Motor sports enthusiasts, go your way. Robert Moresco reveals the story of a man in his film about Ferruccio Lamborghini (1916-1993), the little-known founder of the brand of the same name. He does it in a Hollywood style, embroidering a partly fictionalized legend of this very Italian story, both in substance and form.

Aficionados all know the story of the first meeting, in 1960, between Enzo Ferrari and Ferruccio Lamborghini, a customer unhappy with the clutch of his seven (!) Ferraris who came to offer to remedy the problem, drawing on his experience as an industrialist. , and to associate. The “Commendatore” will send him back into his net with a contemptuous: “Go back to your tractors, farmer! »

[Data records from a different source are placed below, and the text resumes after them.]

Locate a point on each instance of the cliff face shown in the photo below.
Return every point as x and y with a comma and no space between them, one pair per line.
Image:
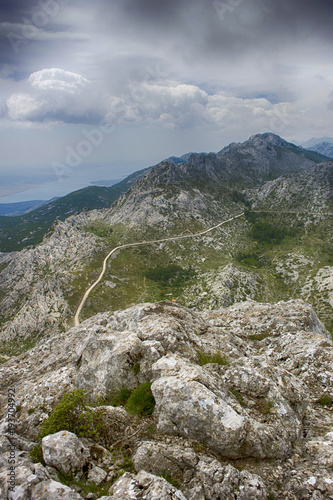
41,287
243,404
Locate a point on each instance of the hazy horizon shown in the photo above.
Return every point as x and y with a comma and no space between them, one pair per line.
97,90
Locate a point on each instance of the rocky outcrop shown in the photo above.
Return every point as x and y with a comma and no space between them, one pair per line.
236,403
33,285
65,452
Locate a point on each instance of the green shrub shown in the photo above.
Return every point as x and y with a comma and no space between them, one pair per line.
171,275
73,415
119,398
170,479
249,259
204,358
36,454
136,367
141,401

It was in fact in agricultural machinery that the Lamborghini “legend” began. Returning from the war in 1945, the young Ferruccio, son and grandson of a peasant, graduated from the Bologna Institute of Technology, then trained the hard way in mechanics during his captivity, invented an inexpensive tractor that would allow for the country to acquire modern agriculture and for him to have a comfortable fortune.

Second bet

There is no doubt that Enzo Ferrari’s insult gave him the energy to carry out his second bet, twenty years later: the launch of his own brand of “grand touring cars”, the famous GT. But this very “Italian” rivalry can be summed up in a few lines, shot like arrows. That of Ferrari, of course, of which other films have recently shown the dark side – Le Mans 66, by James Mangold, Ferrari, by Michael Mann –, but above all those of Lamborghini, as voluble as the other was taciturn .

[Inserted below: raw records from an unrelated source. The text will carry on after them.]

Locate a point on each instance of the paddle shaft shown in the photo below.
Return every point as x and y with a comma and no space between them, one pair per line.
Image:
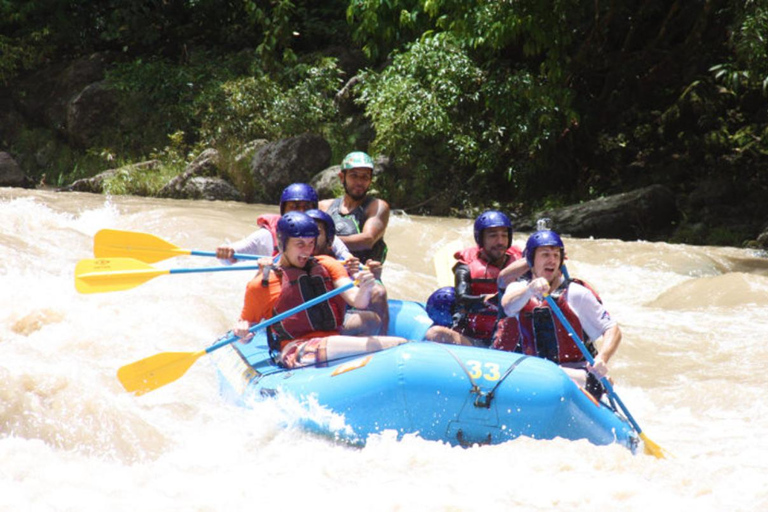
211,269
237,255
279,318
564,321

So, when he announced the launch of his first car at the Geneva International Motor Show in 1964: “You buy a Ferrari to “become” someone, you buy a Lamborghini when you “are” someone. »

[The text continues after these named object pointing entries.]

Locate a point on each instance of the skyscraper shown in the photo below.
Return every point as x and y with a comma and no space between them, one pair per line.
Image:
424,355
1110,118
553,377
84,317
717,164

The duel will remain there. During the lifetime of its founder, Lamborghini produced only a handful of cars, including the legendary Miura in 1966, named after the fighting bull that Ferruccio took as his emblem – of his brand as well as his life.

Limitless ambition

With its fabulous career on the Formula 1 circuits, the Maranello firm remains an untouchable icon in Italy. While Lamborghini survives in the hands of Volkswagen, which bought it in 1998, five years after Ferruccio’s death. The German group has not seen fit, until now, to make the fighting bull a real rival of the prancing horse – undoubtedly anxious to spare its spearhead, Porsche, the only competitor previously taken into consideration by Enzo Ferrari.

The essence and interest of this feature film lies in the tragedy in the ancient sense that it depicts. Adapting the book by Tonino’s son, Ferruccio Lamborghini. La storia ufficiale (Minerva, 2016), Robert Moresco retraces the life full of shadow and light of the character, of boundless and unscrupulous ambition, to whom Tonino ends up saying, at the end: “You have done everything , everything you ever wanted. Was it worth it, Dad? » The film asks the same question. And whatever the answer, the main thing in motor racing is the way you run it, as much as the victory.